Everything else looked grey, a bluish grey, dull. Even the air. Hot. 100 degrees. When I walked out of the doors of the Dolton Hotel I was assaulted by humidity, encasing me, trapping me like a box with too few air holes. I had to move slowly for fear of fainting.
Across the street, young people in Starbucks were wearing green aprons. We couldn’t drink the iced coffee because unboiled water could be contaminated. We were already eating Pepto with breakfast, to prevent stomach upset, but were looking to avoid anything that could causes explosive problems leading to hospital visits or dehydration. The night before we sipped coffee, hot and steamy, and added sugar and cream and got napkins and plastic sticks.

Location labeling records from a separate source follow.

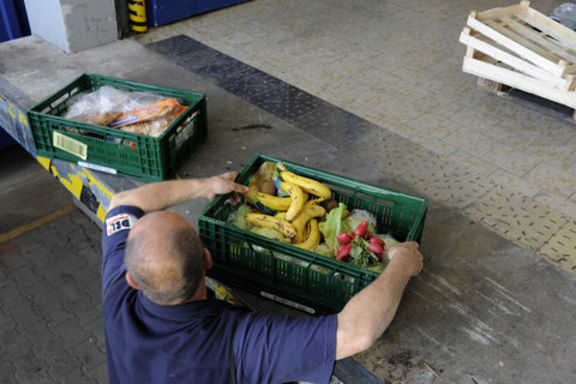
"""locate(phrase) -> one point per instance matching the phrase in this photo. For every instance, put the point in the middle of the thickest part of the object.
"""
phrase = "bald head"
(165, 256)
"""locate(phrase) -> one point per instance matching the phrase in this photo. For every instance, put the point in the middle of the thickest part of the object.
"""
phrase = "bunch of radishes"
(360, 237)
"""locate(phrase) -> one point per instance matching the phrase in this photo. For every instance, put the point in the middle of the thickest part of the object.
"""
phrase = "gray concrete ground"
(51, 328)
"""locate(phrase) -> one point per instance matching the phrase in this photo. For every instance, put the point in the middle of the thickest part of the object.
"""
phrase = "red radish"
(375, 248)
(343, 238)
(344, 251)
(362, 229)
(377, 240)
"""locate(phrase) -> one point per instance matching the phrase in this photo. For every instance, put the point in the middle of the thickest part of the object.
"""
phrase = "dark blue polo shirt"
(200, 342)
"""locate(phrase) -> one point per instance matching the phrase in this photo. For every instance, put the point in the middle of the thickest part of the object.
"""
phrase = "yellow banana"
(311, 186)
(274, 202)
(313, 238)
(311, 209)
(297, 199)
(267, 221)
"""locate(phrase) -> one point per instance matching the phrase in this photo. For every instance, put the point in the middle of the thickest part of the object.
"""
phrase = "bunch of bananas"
(296, 215)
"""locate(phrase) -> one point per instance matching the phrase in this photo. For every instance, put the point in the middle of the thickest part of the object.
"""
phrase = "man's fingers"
(413, 244)
(240, 188)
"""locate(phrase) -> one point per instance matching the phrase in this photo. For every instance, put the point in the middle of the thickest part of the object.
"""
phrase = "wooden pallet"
(521, 48)
(528, 100)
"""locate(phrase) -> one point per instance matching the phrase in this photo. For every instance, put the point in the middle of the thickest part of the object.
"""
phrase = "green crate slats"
(245, 260)
(149, 159)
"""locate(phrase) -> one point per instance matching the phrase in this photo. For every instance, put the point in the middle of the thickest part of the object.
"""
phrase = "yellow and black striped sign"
(137, 15)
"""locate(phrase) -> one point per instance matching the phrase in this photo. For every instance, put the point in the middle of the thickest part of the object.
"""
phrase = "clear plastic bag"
(102, 106)
(566, 14)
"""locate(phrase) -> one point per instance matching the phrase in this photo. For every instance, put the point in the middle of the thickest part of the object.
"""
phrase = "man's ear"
(207, 259)
(131, 281)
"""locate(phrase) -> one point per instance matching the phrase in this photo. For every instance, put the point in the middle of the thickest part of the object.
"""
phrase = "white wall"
(73, 25)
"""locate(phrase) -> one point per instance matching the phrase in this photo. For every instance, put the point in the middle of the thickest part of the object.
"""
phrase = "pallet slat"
(513, 61)
(511, 44)
(518, 80)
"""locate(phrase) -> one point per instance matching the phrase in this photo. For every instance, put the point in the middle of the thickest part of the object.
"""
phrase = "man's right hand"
(407, 257)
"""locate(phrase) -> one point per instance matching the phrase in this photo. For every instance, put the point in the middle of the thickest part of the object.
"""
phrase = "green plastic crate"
(315, 283)
(128, 154)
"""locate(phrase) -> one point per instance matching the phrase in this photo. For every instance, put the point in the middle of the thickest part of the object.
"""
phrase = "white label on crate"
(69, 145)
(97, 167)
(288, 302)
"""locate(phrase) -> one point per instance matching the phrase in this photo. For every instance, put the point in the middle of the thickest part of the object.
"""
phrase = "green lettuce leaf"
(334, 225)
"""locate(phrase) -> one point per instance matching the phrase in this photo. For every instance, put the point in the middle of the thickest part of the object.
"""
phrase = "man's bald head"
(165, 256)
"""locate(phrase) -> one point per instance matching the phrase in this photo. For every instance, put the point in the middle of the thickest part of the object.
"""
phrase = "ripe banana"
(313, 238)
(311, 209)
(274, 202)
(267, 221)
(297, 199)
(311, 186)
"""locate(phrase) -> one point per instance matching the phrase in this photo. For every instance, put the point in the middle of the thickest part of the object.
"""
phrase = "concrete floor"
(495, 302)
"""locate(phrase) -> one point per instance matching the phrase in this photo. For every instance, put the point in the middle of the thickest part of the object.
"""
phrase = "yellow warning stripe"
(36, 223)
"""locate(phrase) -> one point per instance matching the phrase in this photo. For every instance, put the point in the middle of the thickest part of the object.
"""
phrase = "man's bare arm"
(371, 310)
(157, 196)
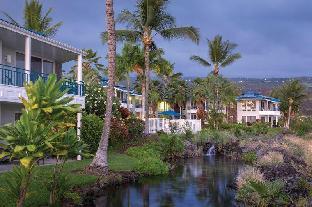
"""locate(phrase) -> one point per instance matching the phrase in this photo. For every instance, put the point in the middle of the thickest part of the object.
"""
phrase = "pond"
(195, 183)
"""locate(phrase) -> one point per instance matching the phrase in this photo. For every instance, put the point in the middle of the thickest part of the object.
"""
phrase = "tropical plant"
(217, 92)
(130, 58)
(291, 94)
(50, 101)
(221, 54)
(29, 140)
(96, 99)
(149, 19)
(92, 69)
(35, 20)
(176, 91)
(100, 161)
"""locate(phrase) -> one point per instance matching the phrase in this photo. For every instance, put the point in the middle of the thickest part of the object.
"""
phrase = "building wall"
(241, 112)
(8, 111)
(8, 52)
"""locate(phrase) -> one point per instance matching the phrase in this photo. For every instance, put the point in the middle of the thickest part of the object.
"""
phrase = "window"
(193, 116)
(47, 67)
(36, 65)
(17, 116)
(20, 60)
(243, 105)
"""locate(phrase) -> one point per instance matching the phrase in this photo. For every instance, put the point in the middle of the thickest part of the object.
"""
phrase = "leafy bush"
(135, 127)
(248, 174)
(170, 146)
(302, 126)
(210, 135)
(260, 128)
(271, 159)
(256, 193)
(119, 135)
(149, 161)
(96, 101)
(254, 190)
(249, 157)
(124, 112)
(91, 131)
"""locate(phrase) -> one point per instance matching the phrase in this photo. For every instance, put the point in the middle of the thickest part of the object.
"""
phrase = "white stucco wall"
(7, 112)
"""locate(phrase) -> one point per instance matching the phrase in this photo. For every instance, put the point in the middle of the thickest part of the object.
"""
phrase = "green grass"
(39, 194)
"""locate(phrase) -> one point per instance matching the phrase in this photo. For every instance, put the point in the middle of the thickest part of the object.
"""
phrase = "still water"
(195, 183)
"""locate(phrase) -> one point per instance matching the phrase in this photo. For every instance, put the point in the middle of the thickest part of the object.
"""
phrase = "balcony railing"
(18, 77)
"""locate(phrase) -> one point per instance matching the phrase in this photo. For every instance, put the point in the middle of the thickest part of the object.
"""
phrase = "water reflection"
(198, 182)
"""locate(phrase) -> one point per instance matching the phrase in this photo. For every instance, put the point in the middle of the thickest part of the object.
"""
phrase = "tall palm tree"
(150, 18)
(35, 20)
(100, 161)
(127, 61)
(220, 54)
(291, 95)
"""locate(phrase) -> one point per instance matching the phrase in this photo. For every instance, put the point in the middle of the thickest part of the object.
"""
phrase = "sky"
(274, 37)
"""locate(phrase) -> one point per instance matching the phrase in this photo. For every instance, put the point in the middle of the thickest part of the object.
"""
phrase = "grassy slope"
(39, 194)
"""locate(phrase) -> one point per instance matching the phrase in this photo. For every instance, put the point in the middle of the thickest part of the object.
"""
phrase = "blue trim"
(256, 96)
(10, 75)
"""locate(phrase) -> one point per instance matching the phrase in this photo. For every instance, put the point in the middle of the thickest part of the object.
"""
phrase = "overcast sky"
(273, 36)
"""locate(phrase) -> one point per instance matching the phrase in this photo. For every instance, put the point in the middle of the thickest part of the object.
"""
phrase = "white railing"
(175, 125)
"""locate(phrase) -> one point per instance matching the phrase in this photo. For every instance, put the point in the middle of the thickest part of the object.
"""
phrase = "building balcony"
(17, 77)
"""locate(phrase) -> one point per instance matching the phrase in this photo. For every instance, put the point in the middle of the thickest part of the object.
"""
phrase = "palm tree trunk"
(100, 163)
(216, 70)
(147, 43)
(288, 117)
(128, 92)
(143, 98)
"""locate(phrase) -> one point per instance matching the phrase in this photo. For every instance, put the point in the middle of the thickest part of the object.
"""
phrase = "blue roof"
(169, 113)
(256, 96)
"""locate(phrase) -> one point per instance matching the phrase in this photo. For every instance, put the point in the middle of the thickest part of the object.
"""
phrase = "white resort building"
(252, 107)
(25, 56)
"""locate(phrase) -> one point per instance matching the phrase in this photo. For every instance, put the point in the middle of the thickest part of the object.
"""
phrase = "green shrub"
(260, 128)
(301, 126)
(271, 159)
(91, 131)
(215, 136)
(119, 135)
(170, 146)
(135, 128)
(249, 157)
(152, 166)
(255, 193)
(149, 160)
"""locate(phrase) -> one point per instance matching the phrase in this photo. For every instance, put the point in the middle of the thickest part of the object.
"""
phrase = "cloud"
(274, 37)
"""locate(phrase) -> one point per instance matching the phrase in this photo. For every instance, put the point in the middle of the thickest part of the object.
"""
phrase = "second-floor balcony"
(13, 76)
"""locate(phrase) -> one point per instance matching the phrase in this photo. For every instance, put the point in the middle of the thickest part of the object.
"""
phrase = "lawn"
(39, 194)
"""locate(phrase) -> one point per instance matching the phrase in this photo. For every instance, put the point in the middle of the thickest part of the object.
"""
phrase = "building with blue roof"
(253, 106)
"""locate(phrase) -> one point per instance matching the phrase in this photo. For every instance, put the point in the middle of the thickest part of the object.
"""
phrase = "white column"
(0, 51)
(79, 115)
(79, 72)
(28, 57)
(79, 68)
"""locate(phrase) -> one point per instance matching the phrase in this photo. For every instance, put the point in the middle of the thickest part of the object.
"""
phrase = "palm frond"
(123, 35)
(191, 33)
(200, 60)
(230, 59)
(129, 18)
(10, 19)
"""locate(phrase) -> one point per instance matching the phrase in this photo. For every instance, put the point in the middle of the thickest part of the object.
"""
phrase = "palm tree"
(127, 61)
(220, 54)
(291, 95)
(100, 162)
(149, 19)
(36, 21)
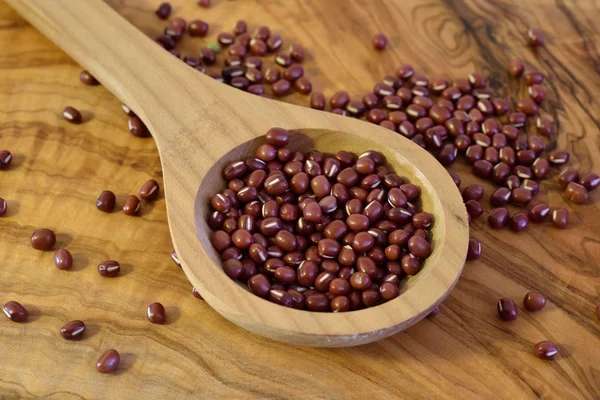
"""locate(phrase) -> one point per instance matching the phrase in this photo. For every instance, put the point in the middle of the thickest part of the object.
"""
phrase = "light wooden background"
(465, 352)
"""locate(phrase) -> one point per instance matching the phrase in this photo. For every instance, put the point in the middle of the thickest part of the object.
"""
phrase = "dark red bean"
(318, 302)
(163, 10)
(546, 350)
(73, 330)
(15, 311)
(534, 301)
(131, 205)
(519, 222)
(106, 201)
(149, 190)
(156, 313)
(197, 28)
(535, 37)
(576, 193)
(473, 192)
(43, 239)
(87, 79)
(340, 99)
(379, 41)
(259, 285)
(590, 181)
(474, 250)
(539, 212)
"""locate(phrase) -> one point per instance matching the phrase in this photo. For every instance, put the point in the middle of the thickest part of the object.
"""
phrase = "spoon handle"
(130, 65)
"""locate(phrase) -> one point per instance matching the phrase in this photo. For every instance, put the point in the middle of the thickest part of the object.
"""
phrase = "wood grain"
(465, 352)
(170, 97)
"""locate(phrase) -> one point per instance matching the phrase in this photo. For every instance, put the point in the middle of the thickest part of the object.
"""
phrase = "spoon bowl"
(200, 125)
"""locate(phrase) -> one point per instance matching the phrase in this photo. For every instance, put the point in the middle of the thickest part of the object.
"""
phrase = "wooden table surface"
(464, 352)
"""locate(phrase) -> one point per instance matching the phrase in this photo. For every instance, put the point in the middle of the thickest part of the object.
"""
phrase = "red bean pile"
(532, 302)
(316, 231)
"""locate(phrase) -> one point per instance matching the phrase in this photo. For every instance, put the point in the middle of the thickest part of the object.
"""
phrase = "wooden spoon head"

It’s her though, her image, the woman in front of the roasting peanuts that I think of now. Why? What was she telling me then? She stared into the camera, not smiling or looking away, when I pointed it in her direction. Was she showing me what type of life my new daughter, Kai, who I was hours from meeting and mothering might have if she were raised in Changsha, China with her biological family? Was she showing me how those raised in an orphanage fend for themselves once on their own? Was she supposed to remind me of Kai’s biological mother?
What did those peanuts cost? I wish I had asked. We had been warned by our adoption agency not to eat food from the street. Still, I wish I had tasted them, ate more of China.
A baby, mine, was somewhere waiting. David, my spouse, was at the hotel getting a work out in to help relieve his tension. I was walking the streets in those last hours before becoming a mother not knowing it would be the last time I would walk without a child on my hip, holding my hand or on my mind. I was trying to soak in some of the scenery trying to get a sense of the place where she was from. I was listening to the sounds of cars and buses, of buildings being erected, of people talking. I wanted to swallow the air where my daughter took her first breath, to keep something of China for her, for later.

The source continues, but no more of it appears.